It was the exhibition’s guest curator Julia Bryan-Wilson who came up with the title of ‘Mischief’ for Liz Collins’ show. In an interview with the artist and the curator on the Brooklyn Rail website, Bryan-Wilson says: ‘To me Liz’s work mischiefs the boundaries between art design and craft, between abstraction and figuration.’
Collins met Bryan-Wilson while teaching at The Rhode Island School of Design, and with her vast knowledge of Collins’s work BryanWilson was the obvious choice for the artist’s first ever retrospective, now on at Touchstones Rochdale.
Collins’s creative career began as a fashion designer, though she is keen to point out that she was always first and foremost an artist.

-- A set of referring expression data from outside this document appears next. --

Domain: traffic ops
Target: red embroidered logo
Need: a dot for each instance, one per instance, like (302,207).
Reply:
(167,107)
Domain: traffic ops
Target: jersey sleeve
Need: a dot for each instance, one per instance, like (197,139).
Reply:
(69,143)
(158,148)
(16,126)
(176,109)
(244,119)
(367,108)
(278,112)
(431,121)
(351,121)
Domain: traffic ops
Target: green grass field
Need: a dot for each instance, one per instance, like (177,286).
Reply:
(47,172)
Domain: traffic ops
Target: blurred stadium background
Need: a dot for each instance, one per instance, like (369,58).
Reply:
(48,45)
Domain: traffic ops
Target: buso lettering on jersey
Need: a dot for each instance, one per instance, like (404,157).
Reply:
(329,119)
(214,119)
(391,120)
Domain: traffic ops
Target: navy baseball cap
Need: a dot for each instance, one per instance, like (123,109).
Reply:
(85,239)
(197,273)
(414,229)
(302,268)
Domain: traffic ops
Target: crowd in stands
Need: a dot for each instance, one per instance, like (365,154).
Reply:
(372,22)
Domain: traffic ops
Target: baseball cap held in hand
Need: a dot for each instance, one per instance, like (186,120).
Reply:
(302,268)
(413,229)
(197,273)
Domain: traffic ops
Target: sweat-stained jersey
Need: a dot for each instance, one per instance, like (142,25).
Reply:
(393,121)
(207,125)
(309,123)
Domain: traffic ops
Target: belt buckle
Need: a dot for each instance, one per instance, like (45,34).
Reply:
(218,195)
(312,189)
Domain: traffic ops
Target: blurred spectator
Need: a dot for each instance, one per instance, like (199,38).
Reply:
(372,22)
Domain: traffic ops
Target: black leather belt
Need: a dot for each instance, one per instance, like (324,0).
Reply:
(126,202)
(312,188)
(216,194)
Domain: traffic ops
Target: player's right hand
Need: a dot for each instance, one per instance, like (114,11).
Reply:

She eventually shifted her focus from textiles on the body to immersive bodies of work, using textiles as metaphor for sexuality and the disruption of the boundaries between art, design and craft. The four gallery rooms highlight every aspect of her work, from small embroideries and fashion shoots to large-scale textiles and rugs recently made with Emma Gardner and ZigZagZurich.
In the interview Collins points out that, when observing her own work on show, she sees that despite the changes in period and approach the energy has remained the same. The unfinished, unpolished nature of the work is an aesthetical choice to denote decay and ageing. ‘I like the tension between something well made and looking like it will fall apart,’ Collins explains.
Touchstones is not only situated in a location with a long history of textile production but also more recently it has been a venue to exhibit feminist art practice. Collins was invited to display her work as a queer artist, and part of the show has been opened up to queer artists from across the globe and from local LGBTQ+ groups. This section is an exhibition within an exhibition, set up like a salon, with textiles, rugs and wallpaper designed by Collins.
In the past, when she used to talk about her artwork, Collins would not mention the word ‘fibre’. This has changed and her exhibition is just one fantastic example of how textiles found its rightful place—and that in art there is no room for prejudice.